In the cramped back seat, a shiver runs from Hazel’s shoulder to me. My sister’s long blonde hair hides the look that I imagine burning holes in the stained mats beneath our feet, and I lean even closer to the window.

I catch my father’s eye in the rearview mirror, but he looks away before I can fake a smile.

“This time it will be different,” Mom murmurs, as if talking to herself.

No one answers because no one agrees. The only way to escape the past is to keep running, and we quickly get tired.

Our new home looks a lot like our last one… and the one before that. When we arrive, it’s not quite big enough for the five of us, but we squeeze in and keep our discomfort to a minimum.

The front garden is overgrown, the window frames are green and the driveway is covered in clumps of moss. When Dad opens the door for the first time, he kicks dirt into the hallway and that’s us in a nutshell. We make stains because we have stains.

“It’s beautiful,” says Hazel, her eyes refusing to look at the dirty carpets or the peeling plaster.

“Thank you,” Mom replies.

Something quiet and subtle passes between them, the briefest moment in which they look almost identical. Then Rowan storms past with a huge box. “You should know by now, little brother. Don’t come in without your arms full.”

I walk back to the car where Dad is looking up at our new home.

When he sees me, he sighs and says, “This is a house in need of renovation, isn’t it?”

“Something like that.”

We lived in a beautiful house. That was an expectation—for the streets surrounding Murder Road—as if perfectly manicured flowerbeds and freshly painted fences could hide the stench of our neighbors’ dirty secrets.

“Nate?”

Dad’s hopeful face slowly comes back to the forefront before I say, “I’m sorry. I just want it to be different this time.”

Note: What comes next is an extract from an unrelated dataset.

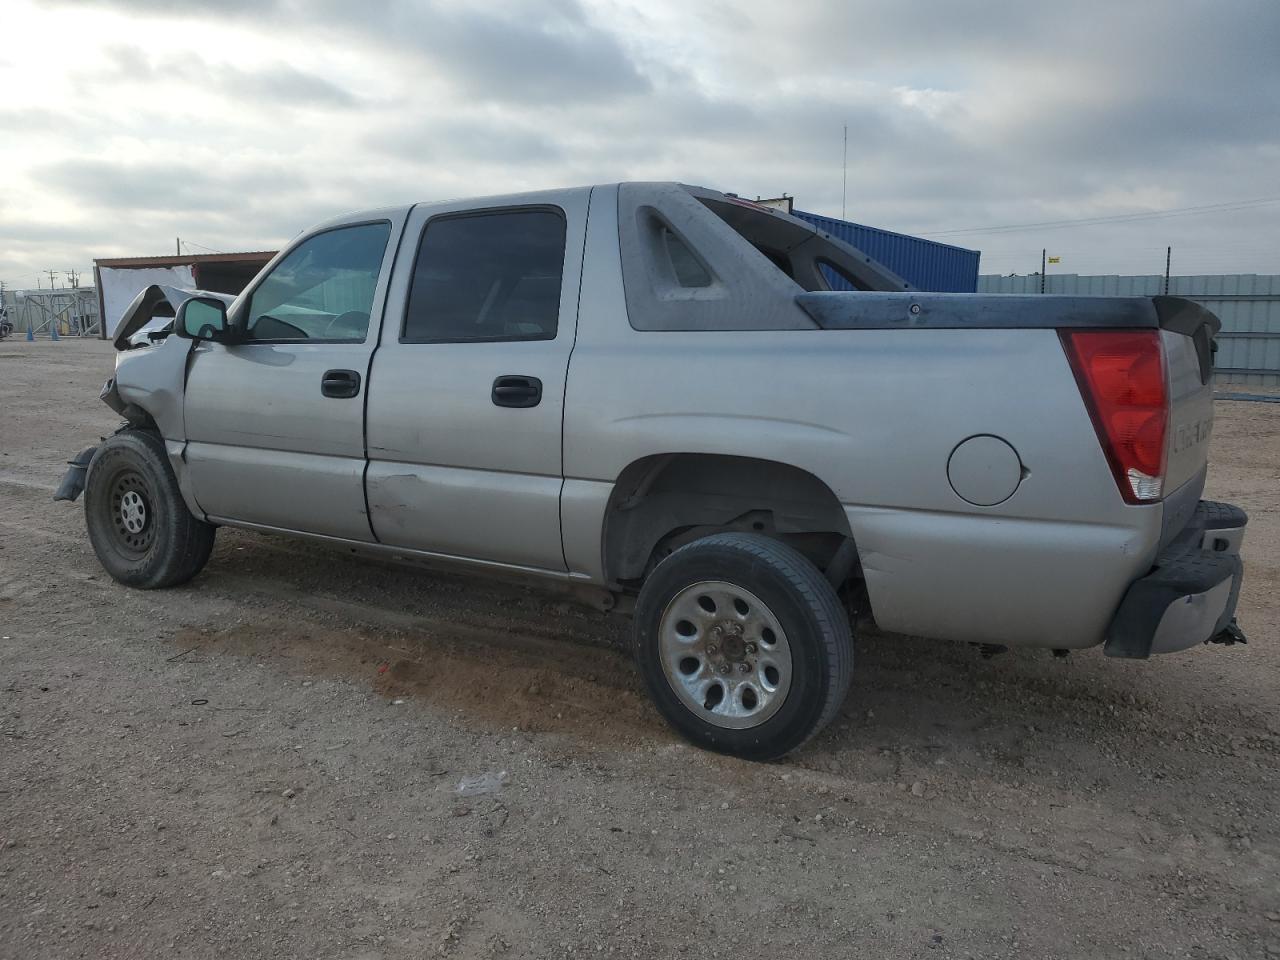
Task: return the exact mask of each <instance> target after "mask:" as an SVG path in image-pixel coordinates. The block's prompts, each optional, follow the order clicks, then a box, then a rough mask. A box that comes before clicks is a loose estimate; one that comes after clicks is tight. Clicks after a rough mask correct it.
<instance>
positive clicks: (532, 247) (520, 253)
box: [402, 210, 564, 343]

“It will,” he says. “I promise.”

This often happens to parents: They make vows that they cannot possibly keep.

It will not be different. It will be exactly the same because at some point in time, someone in the city we now call home will realize where we come from.

They will seek out the place we flee from, no matter how many times we tell them not to. And in the end, they will be dead.